Hi,
I’m wondering whether it’s possible to combine parallelization inside the cost function with the parallel evaluation across the CMA-ES population (CMAEvolutionStrategy.jl).
Here’s my situation:
I’m optimizing model parameters using CMA-ES. Inside my cost function, the model performs 17 independent site-level runs (each using the same parameter vector), and then aggregates their results into a single scalar loss. So, there are two potential levels of parallelism:
- Across population members (already supported via
parallel_evaluation = true), and - Within each cost function evaluation, across the 17 model runs.
Currently, the CMA-ES CMAEvolutionStrategy.jl package parallelizes across the population. However, it would be much faster if I could exploit both levels of parallelism simultaneously — e.g., multithreading (or distributed) across population members and, within each, further parallelize over my 17 runs.
Here’s a simplified example illustrating the idea:
function single_model(x, input)
n = length(x)
return sum(100 * (x[2i-1]^2 - x[2i])^2 + (x[2i-1] - 1)^2 for i in 1:div(n, 2)) + sum(input)
end
function my_model(x, total_input)
results = Vector{Float64}(undef, length(total_input))
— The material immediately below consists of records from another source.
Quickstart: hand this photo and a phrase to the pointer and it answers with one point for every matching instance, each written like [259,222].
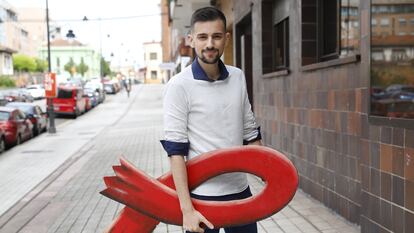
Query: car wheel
[76,113]
[2,145]
[36,130]
[19,140]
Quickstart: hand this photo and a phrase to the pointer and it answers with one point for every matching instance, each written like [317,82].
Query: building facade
[9,37]
[62,51]
[153,59]
[331,83]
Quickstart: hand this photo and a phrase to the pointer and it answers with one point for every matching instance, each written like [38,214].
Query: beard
[206,60]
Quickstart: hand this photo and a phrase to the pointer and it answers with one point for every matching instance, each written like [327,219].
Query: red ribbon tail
[131,221]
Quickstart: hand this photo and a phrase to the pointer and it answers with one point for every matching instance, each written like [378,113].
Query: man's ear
[190,40]
[228,36]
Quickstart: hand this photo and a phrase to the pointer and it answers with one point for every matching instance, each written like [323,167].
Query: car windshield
[64,94]
[4,116]
[24,108]
[408,89]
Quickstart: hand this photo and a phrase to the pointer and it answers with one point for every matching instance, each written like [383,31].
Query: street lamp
[100,50]
[52,128]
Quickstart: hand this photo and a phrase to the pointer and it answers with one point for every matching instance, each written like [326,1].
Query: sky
[124,24]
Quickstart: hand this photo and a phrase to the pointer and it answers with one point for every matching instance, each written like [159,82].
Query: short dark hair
[207,14]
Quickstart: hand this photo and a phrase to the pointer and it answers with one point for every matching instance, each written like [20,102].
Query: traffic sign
[50,85]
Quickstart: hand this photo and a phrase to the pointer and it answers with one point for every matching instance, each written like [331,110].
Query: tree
[82,68]
[23,63]
[41,65]
[106,70]
[70,67]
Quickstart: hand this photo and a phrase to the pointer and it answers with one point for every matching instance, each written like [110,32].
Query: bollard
[149,201]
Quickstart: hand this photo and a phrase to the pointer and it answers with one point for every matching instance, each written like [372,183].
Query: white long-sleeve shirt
[209,115]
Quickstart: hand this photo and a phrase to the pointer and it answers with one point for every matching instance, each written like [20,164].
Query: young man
[206,107]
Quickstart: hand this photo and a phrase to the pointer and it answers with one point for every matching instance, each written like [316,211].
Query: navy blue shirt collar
[200,74]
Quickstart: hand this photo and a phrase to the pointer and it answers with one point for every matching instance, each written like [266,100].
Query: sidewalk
[65,194]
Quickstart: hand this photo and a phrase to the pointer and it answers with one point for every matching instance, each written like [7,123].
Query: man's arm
[191,217]
[256,143]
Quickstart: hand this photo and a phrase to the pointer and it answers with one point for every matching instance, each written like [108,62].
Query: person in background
[206,107]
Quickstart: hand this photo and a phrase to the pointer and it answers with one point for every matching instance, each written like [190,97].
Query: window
[153,74]
[275,35]
[385,22]
[330,29]
[153,56]
[403,22]
[281,45]
[392,83]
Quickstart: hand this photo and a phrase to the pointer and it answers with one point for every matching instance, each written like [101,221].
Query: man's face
[208,39]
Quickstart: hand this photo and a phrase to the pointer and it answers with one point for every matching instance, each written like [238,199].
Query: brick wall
[320,119]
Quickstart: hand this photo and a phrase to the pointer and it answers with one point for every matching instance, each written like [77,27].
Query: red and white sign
[50,85]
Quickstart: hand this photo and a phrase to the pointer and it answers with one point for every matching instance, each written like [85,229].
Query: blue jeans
[249,228]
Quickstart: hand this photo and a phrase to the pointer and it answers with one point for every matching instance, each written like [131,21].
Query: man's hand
[193,220]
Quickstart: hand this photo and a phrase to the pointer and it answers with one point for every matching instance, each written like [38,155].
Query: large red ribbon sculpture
[149,201]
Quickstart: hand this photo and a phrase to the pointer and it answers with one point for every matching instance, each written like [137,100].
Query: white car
[37,91]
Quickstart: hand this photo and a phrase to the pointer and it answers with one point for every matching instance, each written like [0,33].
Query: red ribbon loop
[150,200]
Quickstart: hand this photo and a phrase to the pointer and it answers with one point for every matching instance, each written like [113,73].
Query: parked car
[26,95]
[34,113]
[16,124]
[3,100]
[98,86]
[14,95]
[110,88]
[36,90]
[91,96]
[69,100]
[2,140]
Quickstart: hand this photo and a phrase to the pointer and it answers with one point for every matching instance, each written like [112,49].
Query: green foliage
[70,67]
[41,65]
[7,81]
[82,68]
[106,70]
[23,63]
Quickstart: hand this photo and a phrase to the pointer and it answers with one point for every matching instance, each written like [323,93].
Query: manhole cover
[86,133]
[36,151]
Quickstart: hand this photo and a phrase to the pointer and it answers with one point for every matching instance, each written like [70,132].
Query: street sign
[50,85]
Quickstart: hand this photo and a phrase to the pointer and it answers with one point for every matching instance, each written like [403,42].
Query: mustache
[209,49]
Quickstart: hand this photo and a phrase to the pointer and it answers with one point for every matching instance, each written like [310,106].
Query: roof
[393,40]
[7,49]
[62,42]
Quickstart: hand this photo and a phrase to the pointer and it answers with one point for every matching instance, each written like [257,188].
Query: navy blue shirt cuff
[258,137]
[175,148]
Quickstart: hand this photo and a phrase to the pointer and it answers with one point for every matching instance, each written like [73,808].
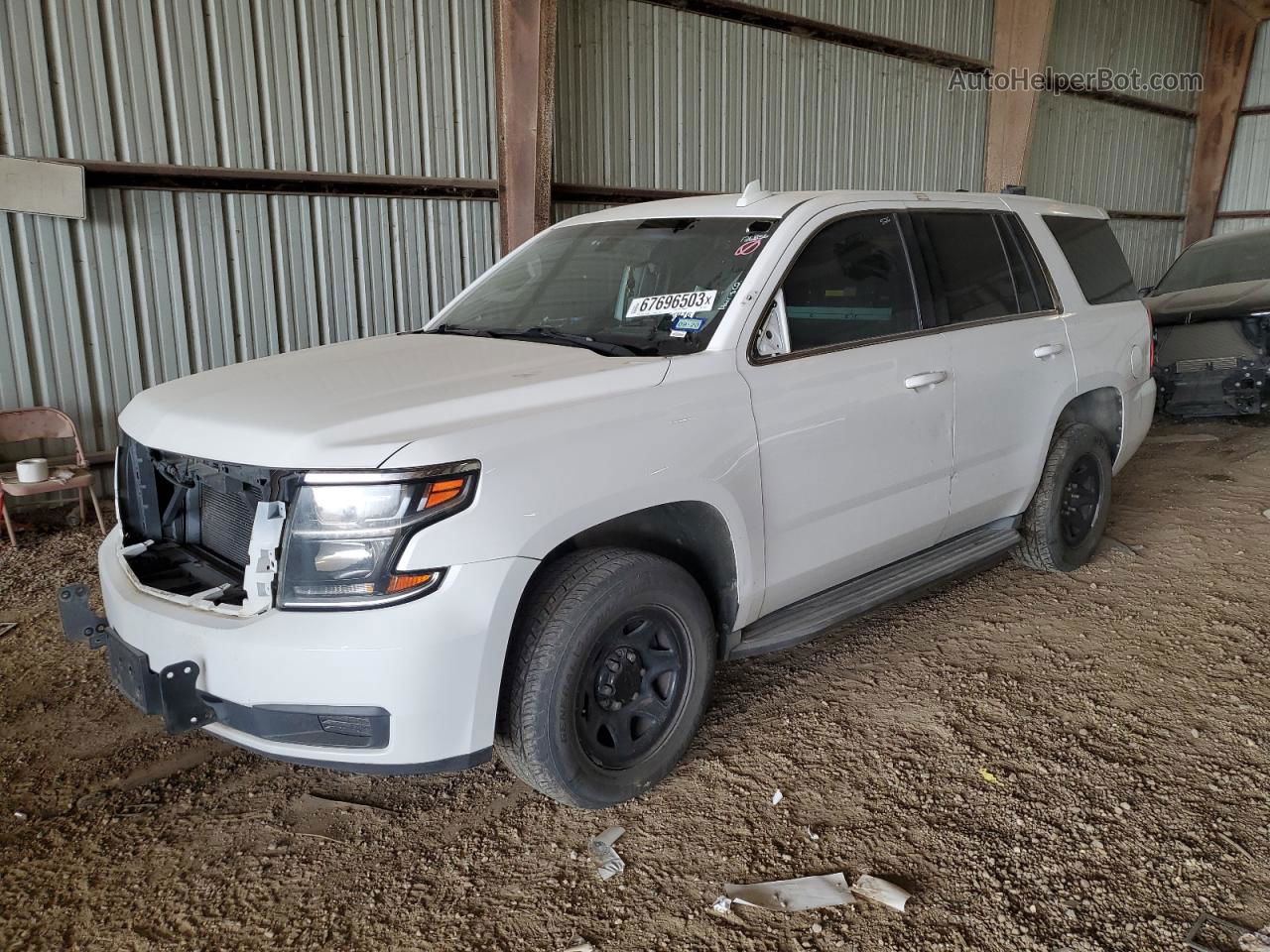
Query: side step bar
[804,620]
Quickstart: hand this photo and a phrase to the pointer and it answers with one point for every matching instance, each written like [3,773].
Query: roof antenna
[753,193]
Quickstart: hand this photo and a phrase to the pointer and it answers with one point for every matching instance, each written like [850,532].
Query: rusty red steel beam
[1230,35]
[197,178]
[525,41]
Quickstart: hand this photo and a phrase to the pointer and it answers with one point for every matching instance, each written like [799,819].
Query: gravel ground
[1120,714]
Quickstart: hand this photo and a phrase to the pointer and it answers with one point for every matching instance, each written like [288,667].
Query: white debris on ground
[601,849]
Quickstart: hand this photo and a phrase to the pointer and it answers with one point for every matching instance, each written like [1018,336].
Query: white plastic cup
[35,470]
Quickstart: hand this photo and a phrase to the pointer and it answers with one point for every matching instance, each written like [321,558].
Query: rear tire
[607,675]
[1064,525]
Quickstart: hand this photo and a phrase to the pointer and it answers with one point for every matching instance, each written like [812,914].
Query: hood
[356,404]
[1215,302]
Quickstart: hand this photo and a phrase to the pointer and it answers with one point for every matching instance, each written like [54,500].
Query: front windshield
[654,286]
[1243,258]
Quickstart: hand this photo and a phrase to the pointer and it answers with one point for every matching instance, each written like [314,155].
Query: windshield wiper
[454,329]
[549,335]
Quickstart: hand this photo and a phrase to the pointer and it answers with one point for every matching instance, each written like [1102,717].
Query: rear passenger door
[1010,357]
[855,416]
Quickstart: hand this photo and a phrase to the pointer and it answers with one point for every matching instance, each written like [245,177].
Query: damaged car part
[1211,327]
for (i, input) in enumerate(total_input)
y = single_model(x, input)
results[i] = y
end
return sum(results)
end
Possible @threads parallelization of this model running can be done like
function my_model(x, total_input)
results = Vector{Float64}(undef, length(total_input))
Threads.@threads for (i, input) in enumerate(total_input)
y = single_model(x, input)
results[i] = y
end
return sum(results)
end
Right now I am using this way to parallelize across the population size ():
population_size = Threads.nthreads()
parameter_vector = Vector{Float64}(undef, population_size)
or
population_size = 4 + floor(Int, 3 * log(length(parameter_vector)))
parameter_vector = Vector{Float64}(undef, population_size)
and feed parameter_vector into CMAES optimizer by If parallel_evaluation = true, the objective function f receives matrices of n rows (n = length(x0)) and popsize columns and should return a vector of length popsize. from GitHub - jbrea/CMAEvolutionStrategy.jl: A julia implementation of the CMA Evolution Strategy for derivative-free optimization of potentially non-linear, non-convex or noisy functions over continuous domains..
You can see that the for loop in my_model (over total_input) represents the 17 independent runs. I’m wondering if there’s a clean way to parallelize both this inner loop and the CMA-ES population evaluations at the same time, without the two interfering with each other.
Any guidance or example would be greatly appreciated!
Thanks a lot!